Cuento; El maldito hilado de lino. Versión de los hermanos Grimm de 1812.

Traducción por Helena Cortés Gabaudan.

En tiempos remotos vivía un rey al que no había nada que le gustara más en este mundo que el hilado del lino, de tal manera que la reina y sus hijas tenían que pasarse el día hilando y como él no escuchara el rumor de las ruedas girando, se enojaba muchísimo. En cierta ocasión tuvo que salir de viaje, pero antes de despedirse le dio a la reina un cajón enorme lleno de lino y le dijo: «Tiene que estar hilado para cuando vuelva.» Las princesitas se disgustaron y rompieron a llorar: «Si tenemos que hilar todo eso, tendremos que pasarnos el día sentadas sin podernos levantar ni un momento.» Pero la reina les dijo: «Consolaos, que yo os ayudaré.» Y había en aquel país tres doncellas, especialmente feas, que la primera tenía un labio inferior tan grueso que le colgaba hasta por encima de la barbilla, la segunda tenía el dedo índice d la mano derecha tan gordo y vasto que bien habrían podido sacarse tres dedos de ese solo, y la tercera tenía un pie plano tan grueso y ancho como media artesa de amasar. La reina las mandó llamar, y el día que tenía que regresar el rey las sentó a las tres en hilera en su cuarto, les dio sus propias ruedas de hilar y les mandó que hilaran y también les dijo lo que tenían que contestar a las preguntas del rey. Cuando el rey ya iba llegando a su casa, escuchó desde lejos el murmullo de las ruedas, se alegró sobremanera, y pensó en alabar a sus hijas.
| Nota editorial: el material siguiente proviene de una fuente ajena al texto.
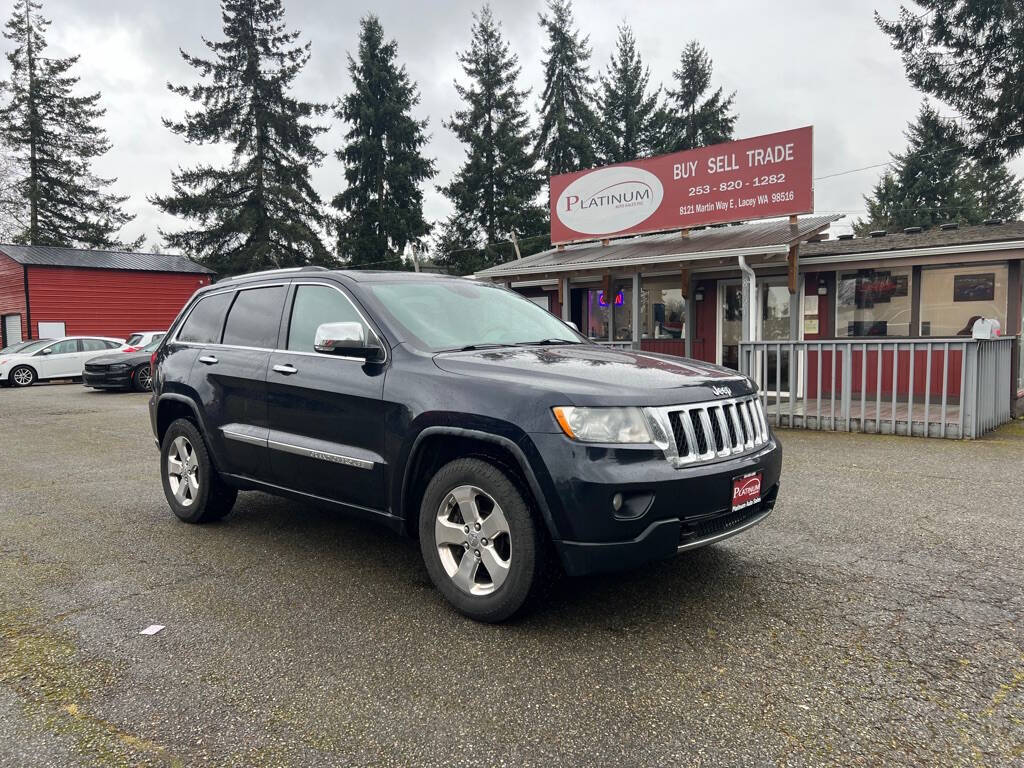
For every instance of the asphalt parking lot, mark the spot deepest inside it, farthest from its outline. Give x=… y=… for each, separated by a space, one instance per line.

Pero cuando entró en el cuarto y vio a aquellas tres feas doncellas, primero se llevó un susto, luego se les acercó y le preguntó a la primera de dónde le venía aquel labio inferior tan horriblemente grueso: «¡De lamer, de lamer!» Y a la segunda que de dónde le venía aquel dedo tan gordo. «De torcer hilo, de torcer hilo y de enroscarlo», y mientras lo decía, hacía correr dos veces el hilo en torno a su dedo. Y finalmente a la tercera, que de dónde vale venía aquel pie plano tan ancho. «De apretar el pedal, de apretar el pedal». Cuando el rey oyó aquello, ordenó a la reina y a las princesas que nunca jamás volvieran a tocar una rueda de hilar y de eses modo se libraron de su tormento.